Subject(s): perchlorate
ground water
treatment options
Abstract: Perchlorate (ClO4 -) is used as an oxidizer for rocket fuel, fireworks, matches, air bags, and other mechanisms requiring enhanced explosions. Because perchlorate is extremely hydrophilic, it leaches into ground water and is eventually found in drinking water supplies. Public health is the primary reason agencies regulate perchlorate. Severe effects of perchlorate ingestion are hypothyroidism, goiter, and aplastic anemia. The objectives of this study were isolate areas of perchlorate occurrence and compare costs of government sanctioned compliance methods. Two removal strategies meet the best available technology (BAT) criteria for perchlorate, single pass ion exchange and biological fluidized bed reactor.
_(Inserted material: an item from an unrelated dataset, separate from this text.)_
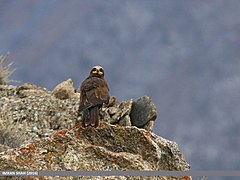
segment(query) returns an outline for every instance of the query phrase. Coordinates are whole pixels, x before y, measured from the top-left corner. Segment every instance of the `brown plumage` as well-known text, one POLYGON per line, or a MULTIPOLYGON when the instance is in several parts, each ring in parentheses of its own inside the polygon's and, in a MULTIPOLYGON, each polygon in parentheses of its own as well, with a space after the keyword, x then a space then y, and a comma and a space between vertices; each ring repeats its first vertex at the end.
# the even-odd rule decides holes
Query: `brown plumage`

The former is the preferred method due to issues with possible pathogenic bacteria for the latter. Another compliance option is blending with a fresh water source. Costs were compared for ion exchange and blending for each of the water sources in each of two public water systems. The study compared the relative prices of blending and ion exchange over a twenty-year period and found that in the $60/acre-ft case, the inflation adjusted total cost of blending was $9,595,263 for Pomona and $15,152,463 for Riverside. For the average $250/acre-ft case, the inflation adjusted total cost of blending was $33,814,300 for Pomona and $56,842,972 for Riverside. In the high estimate, $500/acre-ft, the inflation adjusted total cost of blending was $65,681,455 for Pomona and $111,698,906 for Riverside. The inflation adjusted total cost for ion exchange was $41,411,187 for Pomona and $55,631,907 for Riverside. Thus, depending on the cost scenario used the costs determine varied recommendations.
Date: 2008-02-18
Description: A Professional Project Report submitted in partial fulfillment of the requirements for the degree of Master of Water Resources, Water Resources Program, University of New Mexico.